An AI-driven discovery process went off course recently, spinning out of control in class action litigation against some of the nation’s largest airlines. The result: millions of unresponsive documents produced without any easy way to tell the docs that matter apart from those that don't.
This TAR nosedive comes from In Re: Domestic Airline Travel Antitrust Litigation, in which plaintiffs allege that United, Delta, Southwest, and American Airlines violated the Sherman Act by colluding to reduce seat capacity in order to fix ticket prices. (Southwest and American have both since settled).
As pre-class-certification discovery began, both the plaintiffs and United deployed technology-assisted review in order to help them work through the extremely large body of potentially relevant documents. Also known as TAR, predictive coding, machine learning, or simply AI, technology-assisted review seeks to mimic and automate the document coding of a human reviewer, learning to mark documents responsive or not based on the actions of a flesh-and-blood legal professional.
In this instance, however, that process ran in to what D.D.C. Judge Colleen Kollar-Kotelly called a “glitch.”
United’s TAR process ended up producing more than 3.5 million documents, with only an estimated 600,000 docs, or 17 percent, being responsive to the plaintiff’s request. That AI-powered document dump left the plaintiffs with little option but to demand an extension of six months, just to get through the millions of documents accidentally rerouted their way.
As the discovery process began, United and plaintiffs negotiated a TAR protocol that was intended to balance the dual imperatives of recall, the AI’s ability to capture responsive documents, and precision, the technology’s ability to accurately categorize documents.
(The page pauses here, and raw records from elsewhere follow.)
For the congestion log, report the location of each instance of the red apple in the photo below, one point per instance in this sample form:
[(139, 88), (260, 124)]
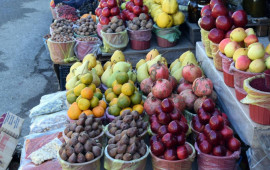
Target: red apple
[(206, 7), (155, 126), (216, 122), (203, 116), (208, 105), (201, 137), (138, 2), (214, 2), (104, 20), (169, 140), (227, 133), (224, 23), (240, 18), (205, 147), (207, 22), (154, 139), (219, 10), (104, 5), (206, 12), (115, 11), (164, 118), (181, 139), (98, 11), (219, 151), (145, 9), (157, 148), (162, 131), (170, 154), (216, 35), (234, 144), (213, 137), (174, 127), (106, 12), (182, 152), (112, 3), (167, 105)]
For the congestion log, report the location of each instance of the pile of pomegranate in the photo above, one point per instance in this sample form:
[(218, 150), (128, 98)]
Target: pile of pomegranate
[(170, 127), (215, 137), (194, 88), (217, 19)]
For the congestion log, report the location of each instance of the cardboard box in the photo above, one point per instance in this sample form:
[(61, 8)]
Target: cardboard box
[(11, 124)]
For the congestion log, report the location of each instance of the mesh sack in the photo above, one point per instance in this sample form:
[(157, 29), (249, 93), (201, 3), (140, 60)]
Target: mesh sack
[(114, 41)]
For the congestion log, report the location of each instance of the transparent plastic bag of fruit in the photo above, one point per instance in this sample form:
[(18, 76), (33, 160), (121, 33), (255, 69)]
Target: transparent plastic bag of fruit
[(114, 41)]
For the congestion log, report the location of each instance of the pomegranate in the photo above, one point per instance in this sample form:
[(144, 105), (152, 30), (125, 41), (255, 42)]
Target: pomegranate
[(189, 98), (202, 86), (146, 86), (178, 102), (150, 105), (198, 103), (158, 71), (190, 72), (173, 81), (162, 89), (183, 86)]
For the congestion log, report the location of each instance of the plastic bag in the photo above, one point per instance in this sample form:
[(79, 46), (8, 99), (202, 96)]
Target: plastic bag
[(162, 164), (51, 103), (171, 34), (35, 141), (114, 164), (256, 97), (206, 161), (44, 123), (82, 48), (215, 54), (140, 35), (114, 41)]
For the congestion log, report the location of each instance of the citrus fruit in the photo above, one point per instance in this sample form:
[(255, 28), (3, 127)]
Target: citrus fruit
[(87, 78), (103, 104), (84, 104), (71, 98), (74, 111), (117, 89), (136, 98), (110, 96), (128, 89), (123, 102), (78, 89), (87, 112), (114, 110), (138, 108), (98, 111), (87, 93), (94, 102), (122, 77)]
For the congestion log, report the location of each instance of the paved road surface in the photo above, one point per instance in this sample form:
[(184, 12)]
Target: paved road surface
[(26, 71)]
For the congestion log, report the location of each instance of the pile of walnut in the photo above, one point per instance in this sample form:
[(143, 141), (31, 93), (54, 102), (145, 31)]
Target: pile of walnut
[(126, 146), (80, 149), (116, 25), (62, 30), (140, 23), (85, 124), (87, 27), (127, 120)]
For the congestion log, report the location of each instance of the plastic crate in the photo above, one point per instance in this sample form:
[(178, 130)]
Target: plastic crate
[(63, 72)]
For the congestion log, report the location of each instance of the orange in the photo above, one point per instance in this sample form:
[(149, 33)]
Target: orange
[(87, 112), (98, 111), (103, 104), (117, 89), (74, 111), (87, 93)]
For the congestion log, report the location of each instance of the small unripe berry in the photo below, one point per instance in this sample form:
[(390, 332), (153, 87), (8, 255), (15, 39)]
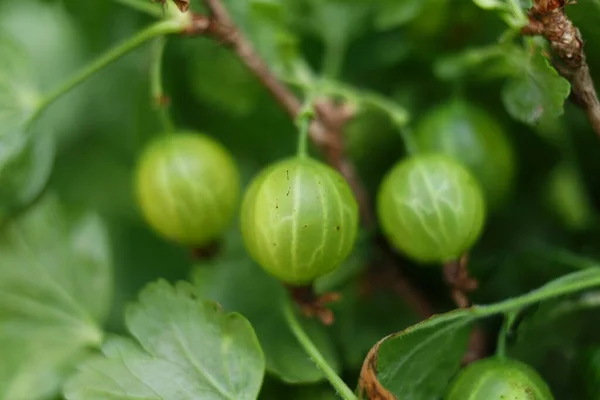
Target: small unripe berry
[(187, 187), (299, 220), (431, 208), (498, 379)]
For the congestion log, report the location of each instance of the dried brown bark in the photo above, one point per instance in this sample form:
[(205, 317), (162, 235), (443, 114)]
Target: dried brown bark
[(547, 18), (326, 131)]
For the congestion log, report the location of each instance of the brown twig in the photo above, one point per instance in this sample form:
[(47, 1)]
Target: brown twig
[(313, 305), (461, 283), (547, 18), (326, 131)]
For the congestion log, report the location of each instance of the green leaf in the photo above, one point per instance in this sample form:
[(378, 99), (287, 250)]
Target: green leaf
[(361, 319), (476, 62), (338, 21), (26, 157), (397, 13), (490, 4), (208, 63), (535, 90), (17, 93), (266, 25), (60, 52), (190, 349), (572, 323), (418, 362), (26, 161), (55, 288), (238, 284)]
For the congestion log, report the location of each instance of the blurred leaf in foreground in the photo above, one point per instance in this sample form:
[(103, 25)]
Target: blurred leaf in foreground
[(55, 288), (240, 285), (188, 349)]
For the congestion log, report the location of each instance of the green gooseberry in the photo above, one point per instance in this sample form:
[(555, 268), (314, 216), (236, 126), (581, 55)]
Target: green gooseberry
[(498, 379), (299, 220), (187, 187), (470, 135), (431, 208)]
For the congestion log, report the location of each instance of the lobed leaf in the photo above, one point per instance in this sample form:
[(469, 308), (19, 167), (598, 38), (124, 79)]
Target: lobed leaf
[(188, 349), (55, 288), (418, 362), (238, 284)]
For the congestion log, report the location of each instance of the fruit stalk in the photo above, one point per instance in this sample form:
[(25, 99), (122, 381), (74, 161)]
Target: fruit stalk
[(159, 99), (155, 30), (340, 386), (326, 131)]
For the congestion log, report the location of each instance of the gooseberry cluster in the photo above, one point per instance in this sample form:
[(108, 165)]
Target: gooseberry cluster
[(299, 218)]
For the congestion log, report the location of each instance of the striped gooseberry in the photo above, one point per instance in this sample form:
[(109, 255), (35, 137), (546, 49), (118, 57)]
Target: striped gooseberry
[(431, 208), (470, 135), (187, 187), (498, 379), (299, 220)]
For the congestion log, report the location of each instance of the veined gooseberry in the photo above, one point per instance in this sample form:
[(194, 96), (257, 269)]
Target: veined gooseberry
[(470, 135), (431, 208), (498, 379), (187, 187), (299, 220)]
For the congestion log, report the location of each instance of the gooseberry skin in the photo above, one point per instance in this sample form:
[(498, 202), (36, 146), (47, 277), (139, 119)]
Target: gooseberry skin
[(498, 379), (299, 220), (431, 208), (470, 135), (187, 187)]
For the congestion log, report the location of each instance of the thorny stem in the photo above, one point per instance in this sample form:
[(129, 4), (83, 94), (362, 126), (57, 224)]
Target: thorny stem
[(159, 99), (516, 9), (155, 30), (548, 19), (343, 390)]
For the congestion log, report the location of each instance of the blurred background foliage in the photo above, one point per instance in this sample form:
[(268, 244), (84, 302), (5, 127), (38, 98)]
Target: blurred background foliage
[(386, 46)]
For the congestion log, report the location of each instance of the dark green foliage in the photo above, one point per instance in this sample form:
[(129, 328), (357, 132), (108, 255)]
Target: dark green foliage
[(88, 290)]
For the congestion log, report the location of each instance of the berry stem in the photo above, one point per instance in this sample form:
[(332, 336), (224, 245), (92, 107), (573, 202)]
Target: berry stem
[(155, 30), (159, 99), (303, 122), (509, 320), (344, 391), (517, 11), (143, 6)]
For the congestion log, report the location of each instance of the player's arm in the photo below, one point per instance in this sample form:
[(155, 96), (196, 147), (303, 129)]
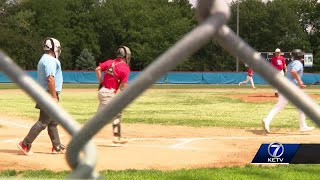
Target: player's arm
[(99, 76), (296, 76), (124, 77), (284, 65), (122, 86), (52, 87)]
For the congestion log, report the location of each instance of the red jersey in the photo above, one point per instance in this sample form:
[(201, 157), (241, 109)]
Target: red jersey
[(250, 72), (278, 62), (121, 71)]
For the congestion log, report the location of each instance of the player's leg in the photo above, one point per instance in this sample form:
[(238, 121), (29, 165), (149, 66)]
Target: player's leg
[(282, 102), (54, 137), (35, 130), (276, 91), (245, 81), (252, 82), (116, 125), (302, 122), (104, 96)]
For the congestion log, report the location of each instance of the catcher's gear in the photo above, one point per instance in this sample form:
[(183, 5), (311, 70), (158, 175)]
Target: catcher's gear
[(297, 54), (124, 52), (53, 45)]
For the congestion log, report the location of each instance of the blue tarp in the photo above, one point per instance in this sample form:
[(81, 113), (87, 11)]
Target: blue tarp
[(171, 77)]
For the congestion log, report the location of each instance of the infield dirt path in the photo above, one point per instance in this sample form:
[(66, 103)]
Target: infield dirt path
[(150, 147)]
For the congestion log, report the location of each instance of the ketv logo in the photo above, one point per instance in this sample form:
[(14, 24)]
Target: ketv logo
[(275, 153), (275, 150)]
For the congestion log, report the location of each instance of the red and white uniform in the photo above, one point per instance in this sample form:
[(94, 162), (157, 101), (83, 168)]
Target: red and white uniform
[(278, 62), (250, 72), (121, 71), (249, 78)]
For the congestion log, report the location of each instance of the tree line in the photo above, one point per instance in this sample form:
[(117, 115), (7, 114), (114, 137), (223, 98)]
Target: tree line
[(91, 30)]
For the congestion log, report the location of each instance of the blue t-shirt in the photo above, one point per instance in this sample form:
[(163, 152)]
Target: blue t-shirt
[(50, 66), (297, 66)]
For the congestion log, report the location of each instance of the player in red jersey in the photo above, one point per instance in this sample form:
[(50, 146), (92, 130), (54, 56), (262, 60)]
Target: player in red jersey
[(279, 62)]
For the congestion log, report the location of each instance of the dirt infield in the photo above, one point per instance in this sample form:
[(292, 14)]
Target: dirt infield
[(150, 147), (262, 97)]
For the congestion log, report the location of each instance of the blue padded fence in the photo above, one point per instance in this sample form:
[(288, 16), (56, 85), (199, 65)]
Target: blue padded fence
[(172, 77)]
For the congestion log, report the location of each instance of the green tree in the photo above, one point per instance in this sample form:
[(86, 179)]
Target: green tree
[(85, 61)]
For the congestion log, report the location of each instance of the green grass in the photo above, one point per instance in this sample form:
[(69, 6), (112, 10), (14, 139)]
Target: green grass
[(188, 107), (248, 172), (173, 105)]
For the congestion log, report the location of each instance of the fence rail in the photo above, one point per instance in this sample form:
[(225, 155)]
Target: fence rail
[(213, 16)]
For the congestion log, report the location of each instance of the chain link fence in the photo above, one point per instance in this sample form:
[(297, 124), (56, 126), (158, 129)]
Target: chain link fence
[(212, 16)]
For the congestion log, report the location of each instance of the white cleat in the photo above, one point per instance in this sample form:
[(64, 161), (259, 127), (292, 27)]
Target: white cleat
[(306, 128), (266, 127)]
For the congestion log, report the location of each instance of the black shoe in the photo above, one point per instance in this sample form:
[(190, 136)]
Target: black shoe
[(58, 149)]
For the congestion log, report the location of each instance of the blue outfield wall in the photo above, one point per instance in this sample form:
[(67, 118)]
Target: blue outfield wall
[(171, 77)]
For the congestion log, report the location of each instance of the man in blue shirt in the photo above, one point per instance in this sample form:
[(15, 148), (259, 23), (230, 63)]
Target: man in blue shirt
[(294, 73), (50, 78)]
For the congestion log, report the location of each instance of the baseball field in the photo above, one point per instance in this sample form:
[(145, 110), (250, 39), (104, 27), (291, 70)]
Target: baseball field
[(174, 132)]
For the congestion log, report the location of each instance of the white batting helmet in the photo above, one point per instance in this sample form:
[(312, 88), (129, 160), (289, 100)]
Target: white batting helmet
[(53, 45), (125, 52)]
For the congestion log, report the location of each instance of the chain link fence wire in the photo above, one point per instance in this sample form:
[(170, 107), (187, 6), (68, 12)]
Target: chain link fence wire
[(212, 16)]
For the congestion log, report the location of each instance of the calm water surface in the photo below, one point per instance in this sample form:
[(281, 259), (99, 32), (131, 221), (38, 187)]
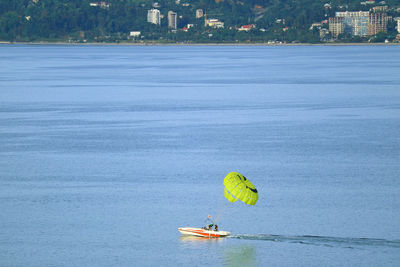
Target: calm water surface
[(106, 150)]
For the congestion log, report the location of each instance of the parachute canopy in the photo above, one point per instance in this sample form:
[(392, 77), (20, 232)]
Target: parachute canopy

Yet when United’s documents were produced, the plaintiffs claimed that those imperatives hadn’t been met. Indeed, United’s 3.5-million-document production was 1 million documents larger than the other airlines’ productions combined.
Under the agreed-upon protocol, United was to have a minimum recall rate of 75 percent and a "reasonable level" of precision. United was to review representative samples to ensure accuracy and completeness. But those metrics were not shared with the plaintiffs until 7:23 pm on the Friday before United’s Monday production deadline. While the control set showed acceptable rates of recall and precision, the validation samples were far different, revealing that United’s TAR process was incredibly over-inclusive (a nearly 98 percent recall) and extraordinarily imprecise.
Perhaps due to the often “black box” nature of such technology, it took weeks for United to explain the discrepancy between the two sets of metrics. In the end, United disclosed that it had misreported the control set and explained that the higher level of recall in the validation sample resulted in the precision drop. (“Plaintiffs did not understand that explanation” was the response.)
Of the millions of documents produced, only a small fraction were estimated to be responsive—with no way to tell the two apart. To find a single responsive document, United’s 70-person review team would have to review an average of five non-responsive documents first.
Why not just do it over? That wasn’t possible, the plaintiffs argued, as it would require redoing the entire TAR training from scratch. The plaintiffs’ own attempts to use TAR to sift through the airline's massive productions were similarly fruitless. Plaintiffs TAR tool “is unlikely to weed out the millions of non-responsive documents from United’s production,” they explained. As with United’s TAR process, retraining the plaintiff’s AI would require starting over entirely, implicating the same time, cost, and delay concerns that eliminated that opportunity for United.
When seeking to modify a scheduling order, the moving party must show that such modification is for good cause. To evaluate whether good cause has been shown, the court considered the six factors enumerated in Childers v. Slater (D.D.C. 2000):
(1) whether trial is imminent; (2) whether the request is opposed; (3) whether the nonmoving party would be prejudiced; (4) whether the moving party was diligent in obtaining discovery within the guidelines established by the court; (5) the foreseeability of the need for additional discovery in light of the time allotted by the district court; and (6) the likelihood that discovery will lead to relevant evidence.
On these points, the plaintiffs easily prevailed. The defendant airlines questioned whether the plaintiffs’ 70-person review team was sufficient, asking to see how many hours each attorney had worked and for the court to review attorney timesheets. The court declined.
The airlines also questioned why it would take so long to review six million documents, suggesting that reviewers could get through the production at a rate of three documents per minute. That was a speed of review the plaintiffs described as “preposterous.”
United even argued that its TAR process was reasonable. But that, Judge Kollar-Kotelly wrote, was irrelevant.
Indeed, the defendants, the court explained, missed the issue at hand—”whether Plaintiffs had to deal with unforeseen or unanticipated matters, which justify Plaintiffs’ request for additional time.” Due to United's TAR glitch, they had, and the delay that would result from an extension was not enough to justify denying plaintiffs time to get through the immense body of documents.
TAR was designed for colossal, break-the-bank cases like this, gargantuan pieces of litigation involving incredibly data-rich defendants and millions of potentially relevant documents. Yet the legal industry has been slow to adopt TAR, and not just because gargantuan MDLs make up only a tiny share of the national docket. The cost, complexity, and potential risk of such processes seem to have prevented their wider adoption. Cases like In Re: Domestic Airline Travel Antitrust Litigation are unlikely to help TAR take flight.